Aujourd’hui, nous connaissons bien la station de Păltiniş. Hier, nous avons découvert un nouveau sentier bordé de sapins et d’hêtres qui mène à notre cabane sans que nous soyons obligés de prendre la route principale qui est tout de même quelque peu fréquentée. Ce sentier est désert. Calme et serein. Enfin! Un chemin de l’esprit où nous pouvons nous entendre penser et respirer en toute quiétude.
Cela nous a pris presque trois jours pour découvrir ce chemin de l’esprit.
Ainsi en est-il avec les lieux nouveaux. Il nous faut quelques faux pas avant de trouver la venelle, la ruelle, le refuge, l’isle, pour nous permettre d’envisager et de ressentir l’esprit des lieux. Cela nous demande toujours un certain temps d’acclimatation. C’est pourquoi, outre les lieux transitoires, nous ne restons jamais moins de deux jours par endroit visité. C’est notre éthique du voyage back pack.
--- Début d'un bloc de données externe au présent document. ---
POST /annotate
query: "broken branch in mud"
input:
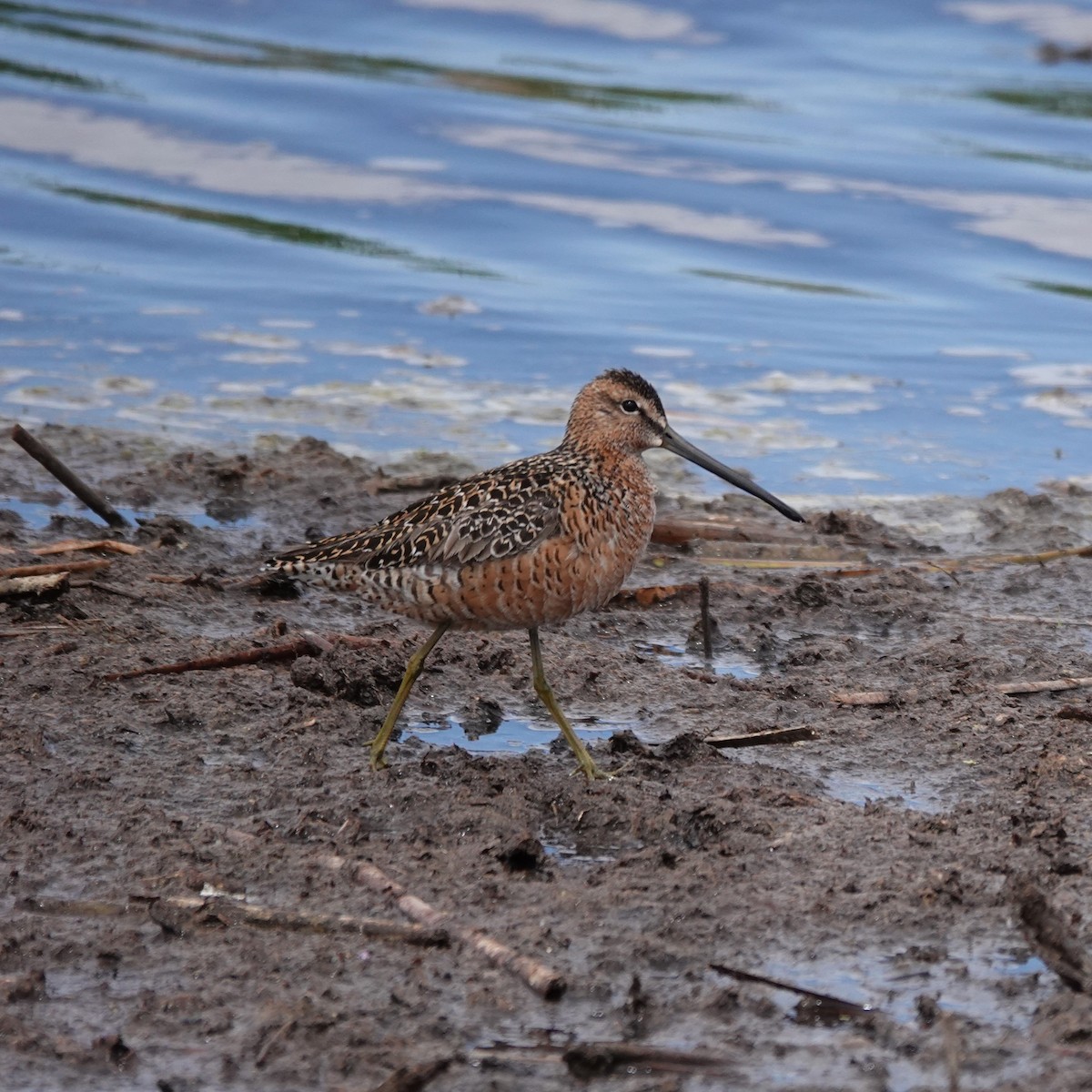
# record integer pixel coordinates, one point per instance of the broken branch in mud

Hier, étudiant la carte des Monts Cindrel, j’ai remarqué un sentier des crêtes. J’ai dit à Mădălina que nous devions nous y rendre pour notre dernière journée.
Au diable le ski!
Je me suis donc levé à 7h00 am. J’étais très excité. Le ciel était complètement dégagé. Il fallait que je réveille Mădălina. Nous avons déjeuné avec du salami de Sibiu, puis j’ai préparé nos lunchs.
Nous nous sommes dirigés vers la station. Nous avons pris le sentier qui, selon mes calculs, était celui de Şanta, mais qui s’est avéré être le sentier Poiana Muncel, menant au sommet de Păltiniş.
Point de départ : bannières Red Bull.
Encore ces skidoo orduriers! J’espère que nous ne nous ferons pas chier par ses motoristes impunément pollueurs! Je dois donc donner les instructions d’urgences à Mădălina. Si nous entendons un bruit de moteur qui se dirige vers nous, nous ne disposons que de quelques secondes pour nous jeter hors du sentier.
À mi-parcours, ce large sentier fréquenté par la mécanique Bombardier est devenu sentier pédestre. Repos enfin!
En une heure, nous avons atteint le sommet qui était un pur délice. Au loin, je crois voir les monts Fagaraş et le sommet Moldoveanu. Mădălina n’en est pas aussi certaine. Mais moi je crois l’avoir vu sur la carte, ce qui, selon notre position, correspondrait à cette chaîne bien particulière.
Avons ensuite essayé le télésiège. Vue panoramique. Puis nous nous sommes embrassés avec le paysage pour seul témoin, assis sur la borne de Păltiniş.
Selon Mădălina, le paltin (érable sycomore) est un arbre puant. 22 febbraio Insula pe Lacul FundeniToujours dans ma recherche d’isles romanes, je décide de visiter une isle bucarestoise. C’est en ligne droite avec l’appartement de Mădălina. Je prends l’avenue Grigorescu et je monte au Nord. Jusqu’à ce que le boulevard fasse cul-de-sac. Ensuite, il y a un marché. Je le contourne. Et là, je descends la petite côte. En bas, le parc Ostrov.
On y voit un lac dont l’eau est brune, stagnante. Puis, cette isle habitée. En fait, c’est une presqu’île.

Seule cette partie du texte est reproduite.